Ils sont partout : en pharmacie, en ligne, souvent entre 150 et 400 francs, avec la promesse d’une liste personnalisée d’aliments à supprimer. Ils mesurent les IgG ou les IgG4 dirigés contre des aliments. Le problème n’est pas la mesure : c’est son interprétation.

La position des sociétés savantes est ancienne, constante et convergente. L’EAACI, l’académie européenne d’allergologie, a publié un rapport de groupe de travail intitulé sans ambiguïté « Testing for IgG4 against foods is not recommended as a diagnostic tool ». La CSACI canadienne a pris la même position, soutenue par l’AAAAI américaine.

La raison est simple et elle mérite d’être comprise : la présence d’IgG contre un aliment reflète une réponse normale du système immunitaire à l’exposition. Vous produisez des IgG contre ce que vous mangez régulièrement. Un test IgG a donc toutes les chances de pointer vos aliments préférés, ceux que vous consommez le plus. Beaucoup de personnes se retrouvent ainsi à supprimer œufs, blé et produits laitiers sans indication médicale, avec un vrai risque de déséquilibre alimentaire et de restriction inutile.

Notre position est donc explicite : nous ne proposons pas de test IgG alimentaire, et nous déconseillons d’en acheter. Si vos symptômes sont digestifs et différés, la démarche utile n’est pas un dosage d’anticorps, c’est un avis médical qui écartera d’abord une maladie cœliaque, une intolérance au lactose ou un trouble fonctionnel intestinal.

Un test qui vous rend trente aliments « positifs » ne vous apprend pas que vous y êtes intolérant. Il vous apprend que vous les mangez.

Dr Alexandra Miles — YuBoost

Quand faire un test allergie ?

Le dépistage prend tout son sens dans quelques situations précises :

  • Des symptômes immédiats et reproductibles après un aliment : gonflement, urticaire, gêne respiratoire ;
  • Un syndrome oral — bouche et gorge qui grattent avec les fruits et légumes crus, souvent chez une personne allergique aux pollens ;
  • Une rhinite ou un asthme saisonniers dont on veut identifier le déclencheur : pollens, acariens, moisissures, animaux ;
  • Une réaction après une piqûre d’insecte, où la question du risque anaphylactique se pose directement ;
  • Avant une réintroduction : savoir si un aliment évité depuis des années doit vraiment l’être, ce qui est souvent la meilleure nouvelle du bilan.
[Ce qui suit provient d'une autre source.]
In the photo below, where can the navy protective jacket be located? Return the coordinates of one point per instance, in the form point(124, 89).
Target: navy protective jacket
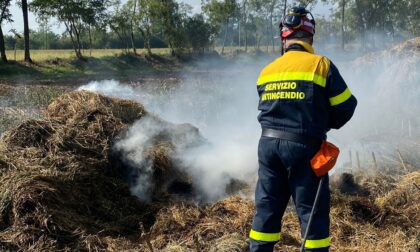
point(303, 93)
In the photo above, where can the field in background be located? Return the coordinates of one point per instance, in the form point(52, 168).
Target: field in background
point(44, 55)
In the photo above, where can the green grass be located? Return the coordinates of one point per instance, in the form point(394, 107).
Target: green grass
point(20, 103)
point(47, 55)
point(56, 65)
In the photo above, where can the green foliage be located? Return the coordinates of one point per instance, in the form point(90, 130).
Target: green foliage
point(198, 32)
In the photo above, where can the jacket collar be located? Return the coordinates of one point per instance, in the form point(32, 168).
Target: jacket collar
point(300, 46)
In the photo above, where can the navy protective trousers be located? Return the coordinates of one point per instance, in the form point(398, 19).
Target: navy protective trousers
point(284, 171)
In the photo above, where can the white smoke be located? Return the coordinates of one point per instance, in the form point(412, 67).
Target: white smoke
point(224, 108)
point(223, 105)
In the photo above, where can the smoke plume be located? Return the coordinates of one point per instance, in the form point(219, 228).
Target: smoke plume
point(222, 103)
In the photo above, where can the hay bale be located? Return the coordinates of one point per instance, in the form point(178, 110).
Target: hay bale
point(59, 186)
point(230, 243)
point(31, 133)
point(76, 106)
point(198, 228)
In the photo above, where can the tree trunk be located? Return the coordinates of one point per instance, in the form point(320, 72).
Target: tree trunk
point(224, 39)
point(2, 47)
point(284, 14)
point(271, 30)
point(26, 30)
point(133, 44)
point(90, 42)
point(73, 42)
point(343, 6)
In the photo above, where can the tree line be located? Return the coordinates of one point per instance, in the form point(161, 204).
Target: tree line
point(171, 24)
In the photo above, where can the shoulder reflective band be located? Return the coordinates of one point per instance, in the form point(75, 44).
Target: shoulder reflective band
point(292, 76)
point(337, 100)
point(315, 244)
point(265, 237)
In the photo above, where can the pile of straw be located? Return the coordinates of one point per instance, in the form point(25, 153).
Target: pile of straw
point(62, 187)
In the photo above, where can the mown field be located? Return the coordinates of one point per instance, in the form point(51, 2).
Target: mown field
point(45, 55)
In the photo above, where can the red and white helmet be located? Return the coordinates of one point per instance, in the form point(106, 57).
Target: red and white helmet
point(295, 20)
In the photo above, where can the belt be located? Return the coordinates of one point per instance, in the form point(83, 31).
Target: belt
point(266, 132)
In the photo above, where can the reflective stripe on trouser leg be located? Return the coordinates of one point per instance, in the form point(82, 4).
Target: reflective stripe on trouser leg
point(316, 244)
point(271, 197)
point(264, 237)
point(304, 184)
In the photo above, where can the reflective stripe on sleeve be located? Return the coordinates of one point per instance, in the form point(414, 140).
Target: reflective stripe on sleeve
point(314, 244)
point(293, 76)
point(264, 237)
point(337, 100)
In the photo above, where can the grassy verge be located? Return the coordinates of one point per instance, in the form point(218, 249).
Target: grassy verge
point(55, 66)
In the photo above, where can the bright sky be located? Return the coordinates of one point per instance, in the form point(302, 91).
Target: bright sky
point(319, 10)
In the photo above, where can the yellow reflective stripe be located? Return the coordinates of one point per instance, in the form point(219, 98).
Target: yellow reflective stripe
point(292, 76)
point(337, 100)
point(265, 237)
point(314, 244)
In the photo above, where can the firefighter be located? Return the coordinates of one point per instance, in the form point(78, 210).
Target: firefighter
point(302, 96)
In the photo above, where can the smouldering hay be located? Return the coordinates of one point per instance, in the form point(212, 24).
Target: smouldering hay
point(358, 223)
point(61, 189)
point(198, 228)
point(59, 186)
point(74, 107)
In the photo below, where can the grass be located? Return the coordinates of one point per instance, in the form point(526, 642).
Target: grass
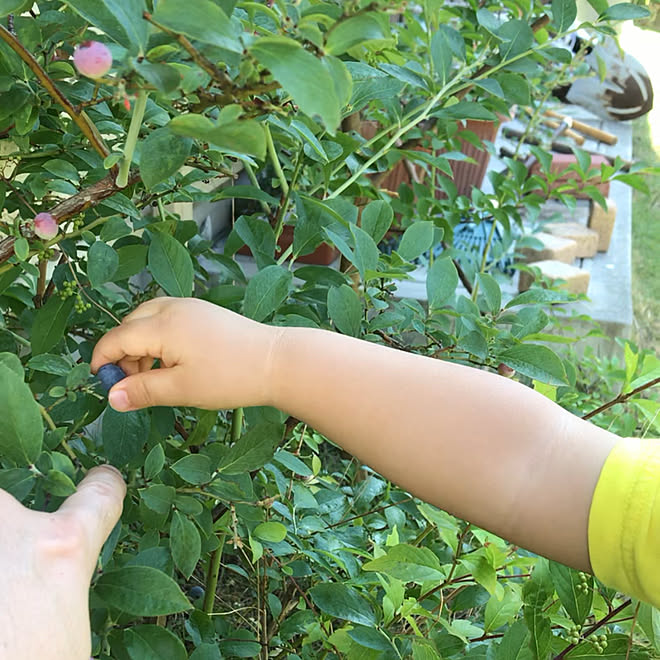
point(646, 244)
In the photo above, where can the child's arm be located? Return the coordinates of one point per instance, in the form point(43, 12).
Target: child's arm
point(480, 446)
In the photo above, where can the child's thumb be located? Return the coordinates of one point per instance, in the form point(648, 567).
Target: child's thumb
point(157, 387)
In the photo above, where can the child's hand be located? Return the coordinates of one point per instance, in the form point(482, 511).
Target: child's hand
point(209, 357)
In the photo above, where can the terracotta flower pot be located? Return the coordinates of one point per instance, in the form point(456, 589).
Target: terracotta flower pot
point(465, 175)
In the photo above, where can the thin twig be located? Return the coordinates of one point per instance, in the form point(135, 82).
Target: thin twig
point(84, 123)
point(622, 398)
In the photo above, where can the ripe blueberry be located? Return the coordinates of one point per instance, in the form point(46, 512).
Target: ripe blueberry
point(109, 375)
point(505, 370)
point(196, 592)
point(45, 226)
point(93, 59)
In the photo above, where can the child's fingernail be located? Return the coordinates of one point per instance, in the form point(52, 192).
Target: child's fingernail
point(119, 400)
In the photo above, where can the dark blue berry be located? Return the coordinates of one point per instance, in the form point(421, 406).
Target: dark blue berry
point(196, 592)
point(109, 375)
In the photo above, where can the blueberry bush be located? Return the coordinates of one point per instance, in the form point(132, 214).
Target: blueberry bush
point(245, 533)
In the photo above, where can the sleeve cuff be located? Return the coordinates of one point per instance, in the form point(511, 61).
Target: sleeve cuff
point(624, 520)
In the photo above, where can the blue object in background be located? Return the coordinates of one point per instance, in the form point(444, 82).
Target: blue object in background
point(110, 375)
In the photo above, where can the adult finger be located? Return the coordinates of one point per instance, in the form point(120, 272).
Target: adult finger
point(137, 339)
point(157, 387)
point(97, 505)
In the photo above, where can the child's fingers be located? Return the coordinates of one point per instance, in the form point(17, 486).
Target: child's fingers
point(135, 339)
point(158, 387)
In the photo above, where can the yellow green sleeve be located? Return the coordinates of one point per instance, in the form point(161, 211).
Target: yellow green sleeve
point(624, 520)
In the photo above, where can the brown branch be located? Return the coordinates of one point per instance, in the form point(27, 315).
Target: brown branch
point(592, 629)
point(83, 122)
point(539, 23)
point(72, 206)
point(201, 60)
point(622, 398)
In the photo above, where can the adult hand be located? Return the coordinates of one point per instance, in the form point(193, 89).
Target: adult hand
point(46, 564)
point(209, 357)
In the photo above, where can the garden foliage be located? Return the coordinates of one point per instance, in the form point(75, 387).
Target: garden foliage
point(246, 534)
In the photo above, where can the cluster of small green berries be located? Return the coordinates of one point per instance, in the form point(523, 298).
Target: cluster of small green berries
point(584, 583)
point(81, 306)
point(68, 289)
point(573, 635)
point(600, 643)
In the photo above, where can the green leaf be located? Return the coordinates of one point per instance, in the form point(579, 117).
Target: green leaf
point(21, 248)
point(408, 563)
point(353, 31)
point(163, 154)
point(490, 292)
point(171, 265)
point(416, 240)
point(124, 435)
point(517, 37)
point(206, 652)
point(241, 136)
point(441, 56)
point(49, 323)
point(488, 21)
point(624, 11)
point(113, 229)
point(366, 251)
point(564, 12)
point(21, 430)
point(252, 451)
point(501, 610)
point(185, 544)
point(377, 217)
point(293, 463)
point(266, 291)
point(132, 260)
point(154, 462)
point(441, 282)
point(246, 192)
point(515, 88)
point(345, 310)
point(576, 602)
point(61, 169)
point(514, 644)
point(121, 20)
point(537, 362)
point(152, 642)
point(202, 20)
point(270, 532)
point(303, 76)
point(370, 638)
point(194, 468)
point(141, 591)
point(163, 77)
point(424, 649)
point(159, 498)
point(102, 263)
point(12, 362)
point(538, 296)
point(343, 602)
point(18, 482)
point(12, 6)
point(59, 484)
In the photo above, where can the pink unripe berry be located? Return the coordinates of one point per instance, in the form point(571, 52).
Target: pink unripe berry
point(45, 226)
point(505, 370)
point(92, 58)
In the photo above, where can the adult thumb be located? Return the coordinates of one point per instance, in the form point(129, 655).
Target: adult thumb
point(97, 504)
point(157, 387)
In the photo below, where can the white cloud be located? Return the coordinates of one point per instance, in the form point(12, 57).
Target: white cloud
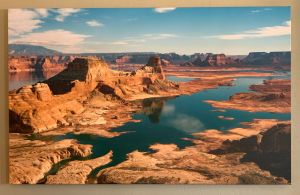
point(271, 31)
point(130, 19)
point(255, 11)
point(51, 38)
point(159, 36)
point(64, 12)
point(42, 12)
point(260, 10)
point(94, 23)
point(164, 9)
point(120, 43)
point(143, 38)
point(22, 21)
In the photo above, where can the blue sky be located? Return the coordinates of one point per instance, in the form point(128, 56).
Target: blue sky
point(237, 30)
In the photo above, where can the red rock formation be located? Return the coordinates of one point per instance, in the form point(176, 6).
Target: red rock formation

À l’inverse, des ballonnements chroniques isolés, une fatigue persistante ou des troubles du transit ne relèvent pas d’un test d’allergie en première intention. Ils méritent un bilan orienté autrement, en commençant par écarter les causes fréquentes : c’est la logique que nous décrivons dans notre article sur la fatigue chronique et son bilan.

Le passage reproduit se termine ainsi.